Our central specification combines data from both markets and formally tests whether collateralisation affects reactions to stress. The results confirm substitution behaviour in line with the abovementioned results on individual markets. After the Lehman shock, ex ante riskier borrowers shift from the unsecured to the repo market. This effect has a significant interaction with ex ante high-quality collateral holdings, such that the strongest shifts are by risky borrowers with large holdings of high-quality collateral. These patterns occur in the intensive and extensive margins. Overall, our results indicate that riskier borrowers are rationed from uncollateralised borrowing, while those with sufficient collateral can switch to collateralised borrowing.

We also analyse patterns across lenders and across collateral types. We do not find evidence of lending contractions related to cash hoarding. Rather, there is evidence of lending expansions related to heightened demand for liquid (and safe) assets. Heightened demand for high-quality collateral is evident from the interest rate differential on collateralised loans across collateral types – rates for first-best collateral fall market-wide by over 100 basis points relative to second-best (but still high quality) collateral. This encourages the riskier banks substituting to collateralised borrowing to borrow against first-best collateral, if they hold it ex ante. At the same time, there is an increase in collateralised lending by some banks with low ex ante collateral lending. Therefore, when collateral is high quality, it can facilitate the flow of liquidity beyond the role that it plays in mitigating counterparty risk.

1.2 Contribution to the Literature

Our contribution is to identify the effect of collateral on borrowing, by analysing a large exogenous shock in a setting where the effect of collateralisation can be isolated from confounding factors. We contribute to the large literature on credit, and in particular, the fields related to credit crunches and collateral. The setting we analyse is interbank markets – uncollateralised and collateralised side by side – around the Lehman Brothers failure. We also make an important contribution to the literature on interbank markets, where, to date, most papers analyse collateralised or uncollateralised interbank markets in isolation. In the few studies that cover both markets (see below), there are key risk-related differences between the two markets aside from the presence of collateral; namely, intermediation by a central counterparty, which obscures the analysis of collateral in market transactions.

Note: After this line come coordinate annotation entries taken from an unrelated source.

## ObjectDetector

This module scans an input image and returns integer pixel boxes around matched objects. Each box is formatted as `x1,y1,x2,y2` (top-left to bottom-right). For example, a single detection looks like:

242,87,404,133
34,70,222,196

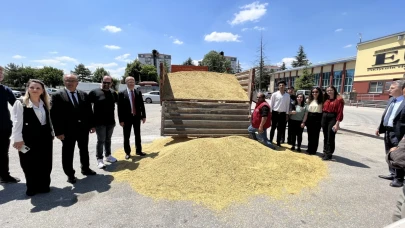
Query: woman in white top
11,79,53,196
302,87,323,155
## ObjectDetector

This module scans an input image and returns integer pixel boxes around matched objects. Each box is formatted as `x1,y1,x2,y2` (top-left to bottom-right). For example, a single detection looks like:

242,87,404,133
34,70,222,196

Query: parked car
142,91,160,103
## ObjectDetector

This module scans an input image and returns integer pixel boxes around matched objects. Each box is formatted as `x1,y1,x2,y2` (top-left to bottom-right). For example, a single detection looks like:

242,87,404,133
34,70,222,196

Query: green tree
294,66,314,90
91,67,110,82
201,51,232,73
280,62,287,70
123,59,142,83
141,65,158,82
72,63,91,82
36,67,63,88
291,45,310,67
183,57,194,66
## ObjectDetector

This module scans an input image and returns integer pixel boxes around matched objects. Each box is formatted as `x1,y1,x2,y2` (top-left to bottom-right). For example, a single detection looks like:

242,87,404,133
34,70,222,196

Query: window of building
333,71,342,93
344,69,354,93
368,82,384,93
322,72,330,89
314,73,320,87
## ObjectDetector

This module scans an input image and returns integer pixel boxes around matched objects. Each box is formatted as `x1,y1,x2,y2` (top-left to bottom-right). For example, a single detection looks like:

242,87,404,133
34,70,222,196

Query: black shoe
390,179,404,188
378,175,394,180
0,176,21,184
67,176,77,184
136,151,146,156
82,169,97,176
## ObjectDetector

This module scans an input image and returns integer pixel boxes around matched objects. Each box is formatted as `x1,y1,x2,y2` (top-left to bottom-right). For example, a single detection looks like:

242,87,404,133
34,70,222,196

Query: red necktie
131,90,136,115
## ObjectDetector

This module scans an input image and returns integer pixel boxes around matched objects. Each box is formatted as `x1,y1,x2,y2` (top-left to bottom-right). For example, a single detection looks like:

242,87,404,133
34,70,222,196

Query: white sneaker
105,155,117,163
97,159,105,169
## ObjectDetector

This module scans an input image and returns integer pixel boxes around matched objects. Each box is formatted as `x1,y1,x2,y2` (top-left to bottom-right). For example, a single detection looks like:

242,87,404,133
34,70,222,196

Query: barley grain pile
163,71,249,101
113,136,328,211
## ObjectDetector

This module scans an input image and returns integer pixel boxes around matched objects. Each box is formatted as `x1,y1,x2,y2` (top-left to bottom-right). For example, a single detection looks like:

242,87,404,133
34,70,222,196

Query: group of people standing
248,81,344,160
0,67,146,196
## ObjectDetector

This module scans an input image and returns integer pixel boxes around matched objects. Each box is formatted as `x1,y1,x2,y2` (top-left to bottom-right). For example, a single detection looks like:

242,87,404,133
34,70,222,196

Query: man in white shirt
270,81,291,146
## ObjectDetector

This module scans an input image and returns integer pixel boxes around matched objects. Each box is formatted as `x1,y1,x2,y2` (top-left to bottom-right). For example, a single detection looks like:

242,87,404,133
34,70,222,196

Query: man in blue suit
376,80,405,187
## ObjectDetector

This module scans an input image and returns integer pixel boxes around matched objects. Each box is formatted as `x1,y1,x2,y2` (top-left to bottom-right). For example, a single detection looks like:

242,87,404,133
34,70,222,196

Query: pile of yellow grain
113,136,327,210
162,71,249,101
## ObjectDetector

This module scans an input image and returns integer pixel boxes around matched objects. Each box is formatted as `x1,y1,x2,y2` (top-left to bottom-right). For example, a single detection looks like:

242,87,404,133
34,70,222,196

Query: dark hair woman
302,87,323,155
288,93,307,152
321,86,344,160
11,79,53,196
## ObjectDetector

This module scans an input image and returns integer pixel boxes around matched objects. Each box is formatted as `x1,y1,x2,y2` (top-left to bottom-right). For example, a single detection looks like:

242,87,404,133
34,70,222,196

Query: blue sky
0,0,405,77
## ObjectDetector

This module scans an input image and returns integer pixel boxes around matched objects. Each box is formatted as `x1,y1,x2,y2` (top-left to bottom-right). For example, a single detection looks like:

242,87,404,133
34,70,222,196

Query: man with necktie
376,80,405,187
51,74,96,184
118,77,146,159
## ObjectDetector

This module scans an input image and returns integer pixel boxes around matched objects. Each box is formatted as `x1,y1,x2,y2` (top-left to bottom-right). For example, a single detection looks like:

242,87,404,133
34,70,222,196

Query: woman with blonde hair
11,79,54,196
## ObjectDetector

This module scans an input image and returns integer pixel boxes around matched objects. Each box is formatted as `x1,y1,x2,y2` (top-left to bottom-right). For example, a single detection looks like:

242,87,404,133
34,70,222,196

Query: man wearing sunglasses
89,75,118,169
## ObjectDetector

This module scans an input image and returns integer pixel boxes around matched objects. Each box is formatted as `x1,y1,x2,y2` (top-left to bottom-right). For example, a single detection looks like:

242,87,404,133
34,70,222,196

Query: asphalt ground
0,104,401,228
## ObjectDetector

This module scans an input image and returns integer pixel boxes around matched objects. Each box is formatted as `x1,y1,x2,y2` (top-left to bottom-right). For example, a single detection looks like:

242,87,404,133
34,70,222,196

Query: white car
142,91,160,103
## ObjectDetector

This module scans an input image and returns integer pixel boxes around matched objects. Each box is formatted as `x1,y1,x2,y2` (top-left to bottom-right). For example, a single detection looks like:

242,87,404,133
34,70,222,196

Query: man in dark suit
51,74,96,184
118,77,146,159
376,80,405,187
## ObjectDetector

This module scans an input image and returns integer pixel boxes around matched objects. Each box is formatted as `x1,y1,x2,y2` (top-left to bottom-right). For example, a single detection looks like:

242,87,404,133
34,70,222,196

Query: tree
72,63,91,82
183,57,194,66
280,62,287,70
291,45,309,67
123,59,142,83
141,65,158,82
91,67,110,82
201,51,232,73
36,67,63,88
152,49,159,68
294,66,314,90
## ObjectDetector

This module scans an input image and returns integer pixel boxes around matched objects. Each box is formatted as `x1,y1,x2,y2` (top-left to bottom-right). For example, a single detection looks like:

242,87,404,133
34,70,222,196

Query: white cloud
32,59,66,66
101,25,122,33
229,1,268,25
253,26,266,31
12,55,26,59
86,62,118,70
55,56,79,63
204,32,240,42
277,57,295,68
115,54,132,62
104,45,121,50
173,39,183,45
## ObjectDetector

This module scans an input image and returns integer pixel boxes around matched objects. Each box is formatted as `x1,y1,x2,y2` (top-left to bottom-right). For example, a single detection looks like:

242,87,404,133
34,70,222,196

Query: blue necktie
384,98,397,126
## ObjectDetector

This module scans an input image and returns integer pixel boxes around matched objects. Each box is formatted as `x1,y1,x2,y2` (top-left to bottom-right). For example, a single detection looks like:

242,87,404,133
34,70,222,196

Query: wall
354,36,405,81
171,65,208,73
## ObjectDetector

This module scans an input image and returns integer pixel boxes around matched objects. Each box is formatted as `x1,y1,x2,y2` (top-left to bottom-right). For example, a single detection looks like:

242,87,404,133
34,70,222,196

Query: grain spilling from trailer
112,136,328,211
160,62,254,137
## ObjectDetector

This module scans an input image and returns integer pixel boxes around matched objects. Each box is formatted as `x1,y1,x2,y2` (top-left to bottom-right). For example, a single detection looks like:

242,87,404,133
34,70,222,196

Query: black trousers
305,112,322,154
270,111,287,144
0,128,11,179
123,116,142,154
384,130,404,181
18,125,53,192
288,120,304,148
321,112,336,155
62,126,90,177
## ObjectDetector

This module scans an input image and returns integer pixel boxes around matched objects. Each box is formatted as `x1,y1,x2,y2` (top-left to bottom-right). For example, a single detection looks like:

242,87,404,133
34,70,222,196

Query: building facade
138,53,172,76
353,32,405,100
269,56,356,94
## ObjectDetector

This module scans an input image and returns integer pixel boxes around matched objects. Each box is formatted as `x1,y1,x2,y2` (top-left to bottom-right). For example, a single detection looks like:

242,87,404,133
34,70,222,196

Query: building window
368,82,384,93
322,72,330,89
314,73,320,87
333,71,342,93
344,69,354,93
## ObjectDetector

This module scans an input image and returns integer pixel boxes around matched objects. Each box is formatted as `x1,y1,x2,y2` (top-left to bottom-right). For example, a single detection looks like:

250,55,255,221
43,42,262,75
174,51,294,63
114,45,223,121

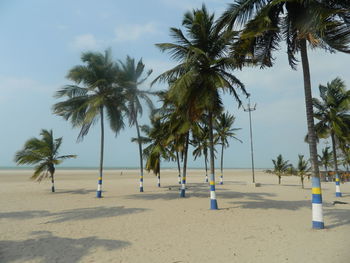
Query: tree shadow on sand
324,205,350,228
232,198,311,210
0,206,148,224
46,206,148,223
55,188,97,195
0,231,131,263
125,183,275,200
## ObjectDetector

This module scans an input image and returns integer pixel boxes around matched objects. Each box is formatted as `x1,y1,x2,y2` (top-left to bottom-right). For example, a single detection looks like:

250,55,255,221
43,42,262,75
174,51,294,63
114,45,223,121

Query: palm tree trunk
208,111,218,210
157,155,160,187
204,151,208,183
176,151,181,184
331,132,342,197
96,107,104,198
135,116,143,192
220,141,224,184
300,175,304,189
180,132,190,197
50,171,55,193
300,39,324,229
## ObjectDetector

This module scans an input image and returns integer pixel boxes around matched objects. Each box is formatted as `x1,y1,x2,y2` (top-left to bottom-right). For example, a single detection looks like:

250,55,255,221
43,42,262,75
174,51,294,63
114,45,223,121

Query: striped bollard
180,176,186,197
140,175,143,192
335,173,342,197
210,174,218,210
96,175,102,198
312,177,324,229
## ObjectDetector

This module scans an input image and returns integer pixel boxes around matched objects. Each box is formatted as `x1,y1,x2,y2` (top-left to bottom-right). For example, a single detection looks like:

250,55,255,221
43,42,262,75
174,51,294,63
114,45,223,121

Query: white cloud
114,22,158,42
70,34,99,50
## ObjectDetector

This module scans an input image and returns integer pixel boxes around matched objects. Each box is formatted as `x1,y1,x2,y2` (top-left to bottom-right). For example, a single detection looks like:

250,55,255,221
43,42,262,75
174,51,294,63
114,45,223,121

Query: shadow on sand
0,231,131,263
125,183,275,200
0,206,148,224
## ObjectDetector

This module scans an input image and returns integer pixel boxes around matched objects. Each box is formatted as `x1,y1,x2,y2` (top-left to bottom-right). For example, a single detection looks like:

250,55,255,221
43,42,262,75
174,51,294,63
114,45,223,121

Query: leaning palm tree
272,154,290,184
215,112,242,184
153,5,248,209
297,154,311,188
318,146,333,182
53,50,127,198
118,56,153,192
219,0,350,229
15,130,77,192
313,78,350,197
191,124,209,183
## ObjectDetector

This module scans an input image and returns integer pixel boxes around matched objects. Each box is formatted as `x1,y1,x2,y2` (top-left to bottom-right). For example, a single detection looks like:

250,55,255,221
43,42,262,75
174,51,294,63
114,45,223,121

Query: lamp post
243,98,256,184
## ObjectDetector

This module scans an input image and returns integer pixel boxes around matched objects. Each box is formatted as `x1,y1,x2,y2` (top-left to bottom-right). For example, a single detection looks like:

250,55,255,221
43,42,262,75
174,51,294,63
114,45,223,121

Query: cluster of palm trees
13,0,350,228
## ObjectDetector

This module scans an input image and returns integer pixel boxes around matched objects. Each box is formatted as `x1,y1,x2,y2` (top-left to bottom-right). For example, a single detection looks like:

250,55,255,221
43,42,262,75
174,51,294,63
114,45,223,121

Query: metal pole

The credit channel literature shows that borrower and loan characteristics are important determinants of credit allocation during credit crunches (e.g. Goldstein and Pauzner 2005; Chava and Roberts 2008; Ivashina and Scharfstein 2010; Chava and Purnanandam 2011; Chodorow-Reich 2014; Ivashina, Laeven and Moral-Benito 2020). Borrowers' access to collateral is key among these, as demonstrated by the effects of collateral constraints being tightened or loosened (e.g. Kiyotaki and Moore 1997; Chaney, Sraer and Thesmar 2012; Adelino, Schoar and Severino 2015; Campello and Larrain 2016). Several papers have also shown that lenders become more willing to lend collateralised during downturns (Lian and Ma forthcoming; Liberti and Sturgess 2014; Benmelech et al 2020a, 2020b; De Jonghe et al 2020). However, it is difficult to analyse the effect of collateralisation on borrowers' access to credit, because available data typically do not permit controlling for endogenous factors. In particular, the studies mentioned tend to analyse illiquid collateral, which can be deeply related to borrower characteristics, for multiple reasons. First, it is idiosyncratic in opaque dimensions, which opens up omitted variable bias problems. Second, the higher liquidation costs mean that its purpose is often to signal borrower quality rather than reduce lenders' losses given default (Berger, Frame and Ioannidou 2016). Third, illiquid collateral can have fire-sale externalities on other borrowers that use similar types of collateral (Benmelech and Bergman 2011).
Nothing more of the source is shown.